Ron Clements and John Musker last directed Treasure Planet for Disney in 2002, but have been gone from the studio for a little while. How did they return? "John Lasseter and Ed Catmull came to Disney and became in charge of Disney Animation they sort of invited us back and we've known John for years and years and years," Clements said. Musker adds, "I went to school with John Lasseter at Cal Arts. I was in the same class in '75. It was Brad Bird and John and I and various people." So they came back on, looked at various versions of the project, since it had once been in development at Pixar, and decided to set it in New Orleans with the African American Princess and go from there.
In relation to the Disney Archives, Clements and Musker said they looked at Bambi and Lady and the Tramp for inspiration. "Those were the principle ones that we looked at." Clements adds: "On another level we looked at some of the work that had been done for New Orleans Square in Disneyland." Coincidence that we just visited that location earlier in the day? I think not. "I think that we went for a classic Disney look. We felt that was correct for this story." I love hearing about their inspirations for this, since the Disney history is so rich in different styles. Here's more of what they had to say about inspirations:
"I mean, very, very early on we kind of zeroed in on Bambi and Lady and the Tramp, elements of both those films that we liked, particularly Lady and the Tramp for New Orleans because a lot of the movie takes place in the city of New Orleans and Bambi for the bayou. Those are not the same. Bambi and Lady and the Tramp are definitely not in the same style but they both have, in terms of character design, very dimensional, very appealing style of character design. It's not stylized but it's about as sophisticated – I think that John said this, too, that if you follow the classic Disney a certain kind of animation sort of reached it's peak with Lady and the Tramp. In a way that's the most sophisticated version of classic Disney animation."

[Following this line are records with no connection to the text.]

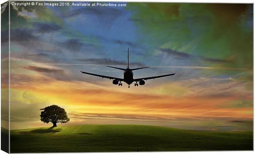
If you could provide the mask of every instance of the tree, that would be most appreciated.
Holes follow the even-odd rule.
[[[41,121],[47,124],[52,123],[53,127],[57,126],[57,123],[63,124],[69,121],[65,110],[58,106],[53,105],[41,110],[44,110],[40,115]]]

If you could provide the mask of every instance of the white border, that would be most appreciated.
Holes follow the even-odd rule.
[[[0,2],[1,2],[1,4],[2,4],[5,2],[6,2],[7,0],[0,0]],[[29,1],[29,0],[26,0],[26,1]],[[33,0],[33,1],[36,1],[36,0]],[[40,0],[38,0],[40,1]],[[71,1],[71,0],[51,0],[52,1]],[[89,1],[92,1],[92,2],[97,2],[97,1],[107,1],[107,2],[109,2],[109,1],[112,1],[112,2],[194,2],[194,3],[254,3],[254,0],[225,0],[224,1],[223,0],[159,0],[158,1],[157,0],[81,0],[81,1],[87,1],[87,2],[89,2]],[[255,12],[254,12],[254,21],[255,21],[255,16],[254,16],[255,14]],[[254,32],[255,31],[255,27],[254,26]],[[255,44],[255,39],[254,39],[254,45]],[[256,64],[255,64],[255,63],[254,62],[254,60],[255,60],[254,58],[254,70],[255,70],[255,67],[256,67]],[[0,63],[0,67],[1,66],[1,64]],[[254,81],[255,80],[255,79],[256,78],[256,77],[255,77],[255,76],[254,76]],[[1,90],[0,89],[0,93],[1,92]],[[255,98],[255,94],[254,92],[254,98]],[[1,113],[1,111],[0,110],[0,114]],[[255,124],[254,123],[254,132],[255,131]],[[0,143],[1,143],[1,141],[0,141]],[[254,140],[254,147],[255,147],[255,145],[256,145],[256,143],[255,143],[255,142]],[[181,153],[182,153],[182,154],[191,154],[191,153],[200,153],[200,154],[222,154],[222,153],[225,153],[225,154],[244,154],[245,153],[249,153],[249,154],[252,154],[252,153],[254,153],[254,152],[253,151],[228,151],[228,152],[224,152],[224,151],[221,151],[221,152],[140,152],[140,154],[149,154],[149,153],[154,153],[154,154],[180,154]],[[87,153],[86,154],[95,154],[95,153]],[[115,154],[116,153],[116,152],[108,152],[108,154]],[[130,154],[130,152],[121,152],[121,153],[122,154]],[[2,151],[0,151],[0,154],[6,154],[6,153]],[[34,153],[30,153],[30,154],[34,154]],[[48,154],[51,154],[51,153],[48,153]],[[54,153],[52,153],[54,154]],[[58,154],[65,154],[65,153],[58,153]],[[76,153],[69,153],[69,154],[76,154]]]

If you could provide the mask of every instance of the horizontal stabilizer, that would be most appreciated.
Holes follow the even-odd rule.
[[[146,68],[149,68],[149,67],[140,67],[140,68],[136,68],[136,69],[131,69],[130,70],[132,70],[132,71],[134,71],[134,70],[137,70],[137,69],[146,69]]]
[[[121,70],[123,70],[124,71],[126,70],[126,69],[122,69],[121,68],[119,68],[119,67],[112,67],[111,66],[106,66],[107,67],[111,67],[111,68],[114,68],[114,69],[121,69]]]

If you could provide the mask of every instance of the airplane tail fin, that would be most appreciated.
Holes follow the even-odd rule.
[[[121,68],[116,67],[111,67],[111,66],[107,66],[107,67],[111,67],[111,68],[113,68],[116,69],[121,69],[121,70],[123,70],[123,71],[124,71],[124,70],[126,70],[125,69],[123,69],[123,68]]]
[[[132,71],[137,70],[137,69],[145,69],[146,68],[149,68],[149,67],[140,67],[140,68],[136,68],[135,69],[131,69],[130,70]]]
[[[127,68],[129,69],[129,48],[128,48],[128,55],[127,55]]]

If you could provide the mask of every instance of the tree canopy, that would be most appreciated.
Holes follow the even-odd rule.
[[[69,122],[65,110],[58,106],[53,105],[42,110],[44,111],[40,115],[41,121],[47,124],[51,122],[54,127],[57,126],[57,123],[63,124]]]

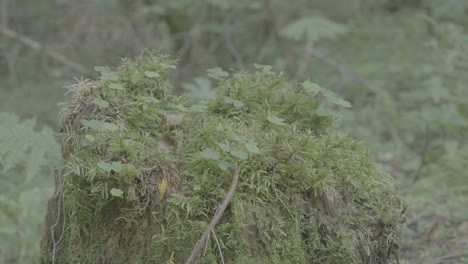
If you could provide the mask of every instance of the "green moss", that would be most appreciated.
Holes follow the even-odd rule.
[[[170,94],[172,68],[145,51],[71,87],[43,263],[185,261],[234,162],[234,199],[199,263],[391,261],[404,206],[363,146],[328,135],[314,94],[260,70],[194,104]]]

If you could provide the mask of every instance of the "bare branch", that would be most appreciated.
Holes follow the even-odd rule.
[[[72,60],[70,60],[69,58],[65,57],[64,55],[54,51],[54,50],[51,50],[51,49],[48,49],[47,47],[45,47],[44,45],[42,45],[41,43],[25,36],[25,35],[22,35],[16,31],[13,31],[11,29],[9,29],[8,27],[2,25],[0,26],[0,34],[2,35],[5,35],[11,39],[14,39],[20,43],[22,43],[23,45],[25,46],[28,46],[29,48],[35,50],[35,51],[42,51],[44,52],[45,54],[47,54],[49,57],[53,58],[54,60],[64,64],[65,66],[69,67],[70,69],[73,69],[81,74],[84,74],[84,75],[93,75],[93,72],[90,71],[88,68],[86,68],[85,66],[77,63],[77,62],[74,62]]]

Another great part of this movie is that they finally got to bring back all the great hand animators who have been out of jobs for years. "One of the really great things in terms of this movie was the sort of opportunity to put a dream cast together which couldn't have been done ten years ago because when hand drawn animation was at it's peak everyone was getting spread pretty far around… I think that everyone who worked in this kind of art form really wanted to return to it. They missed it." Musker adds: "For some of them they weren't sure if [hand-drawn animation] would ever return and I think when this opportunity availed itself they were like, 'This is what I've been hoping for and didn't know if it would ever happen.'"
There are days where I feel so incredibly privileged to be doing what I do, and this was one of those days. I think my love for movies, and everything Disney, comes from watching all the classic Disney animated movies in the 90s as I was growing up. I still usually get chills whenever I hear the Disney theme song play at the beginning of every Disney movie. Spending a day in the world that Walt created is something I won't ever forget. And it has, unquestionably, reminded me why we should be excited for Disney's triumphant return to the classic animation style that Walt introduced the world to in 1928 with Steamboat Willie.
Thank you to everyone at Walt Disney for giving me an incredible glimpse at the magic behind it all.